Bispezifische Antikörper und supportive Therapie

Die Toxizität der Therapie mit bispezifischen Antikörpern (BsAb) bedingt die Implementierung einer Supportivtherapie mit standardisierter Prophylaxe, Diagnostik und abgestuften Reaktionen. Die Kombination der BsAb mit weiterer antineoplastischer Therapie erfordert eine umfangreiche Supportivtherapie.

Keypoints

  • Zu beachten ist das Zytokinfreisetzungssyndrom (CRS).

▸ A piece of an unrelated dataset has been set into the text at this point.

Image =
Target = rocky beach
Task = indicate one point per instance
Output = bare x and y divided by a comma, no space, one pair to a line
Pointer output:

  • Das Syndrom der Immuneffektorzellen-assoziierten Neurotoxizität (ICANS) ist eher selten. BsAb gegen Malignome des Immunsystems erhöhen das Infektionsrisiko durch bakterielle und opportunistische Erreger, dementsprechend sind eine angepasste Infektionsdiagnostik, konsequente Infektionsprophylaxen, G-CSF bei Neutropenie, Immunglobulinsubstitution bei IgG unter 400mg/dl und Impfungen erforderlich.

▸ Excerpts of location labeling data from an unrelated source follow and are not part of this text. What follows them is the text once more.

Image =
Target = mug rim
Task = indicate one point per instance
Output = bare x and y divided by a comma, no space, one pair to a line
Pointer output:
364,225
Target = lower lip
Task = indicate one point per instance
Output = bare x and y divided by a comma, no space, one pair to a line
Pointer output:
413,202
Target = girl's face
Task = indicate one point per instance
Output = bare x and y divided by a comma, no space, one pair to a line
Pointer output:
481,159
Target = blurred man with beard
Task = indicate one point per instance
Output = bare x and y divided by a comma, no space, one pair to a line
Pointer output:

  • Auch etablierte Supportivtherapie-Leitlinien z.B. zu Emesisprophylaxe, Anämiemanagement oder Tumorlyse müssen eingehalten werden.

  • Die Standards können mit Onkopti®-Protokollen eingehalten werden.

Monoklonale Antikörper können therapeutisch gegen definierte Epitope auf malignen Zellen gerichtet werden, ebenso können spezielle Epitope der T-Zelle üblicherweise CD3 erkennen und aktivieren. Es sind immer mehr bispezifische Antikörper (BsAb) verfügbar, die periphere und intratumorale Immunzellen aktivieren, welche auf eine FcγR- und MHC-unabhängige Weise gegen Tumorantigene und T-Zellen oder natürliche Killerzellen agieren.1 Es werden „T-cell engagers“ (TCE) und „non-T-cell engagers“ unterschieden, die die natürlichen Killerzellen und Makrophagen zur Zellzerstörung anlocken.2–4

Obwohl die klinische Entwicklung der BsAb bei hämatologischen und soliden Tumoren breit angelegt ist, haben sie sich bei Patient:innen mit B-Non-Hodgkin-Lymphom (B-NHL) und multiplem Myelom (MM) als besonders wirksam erwiesen und stellen den nächsten therapeutischen Meilenstein bei diesen Krankheiten dar.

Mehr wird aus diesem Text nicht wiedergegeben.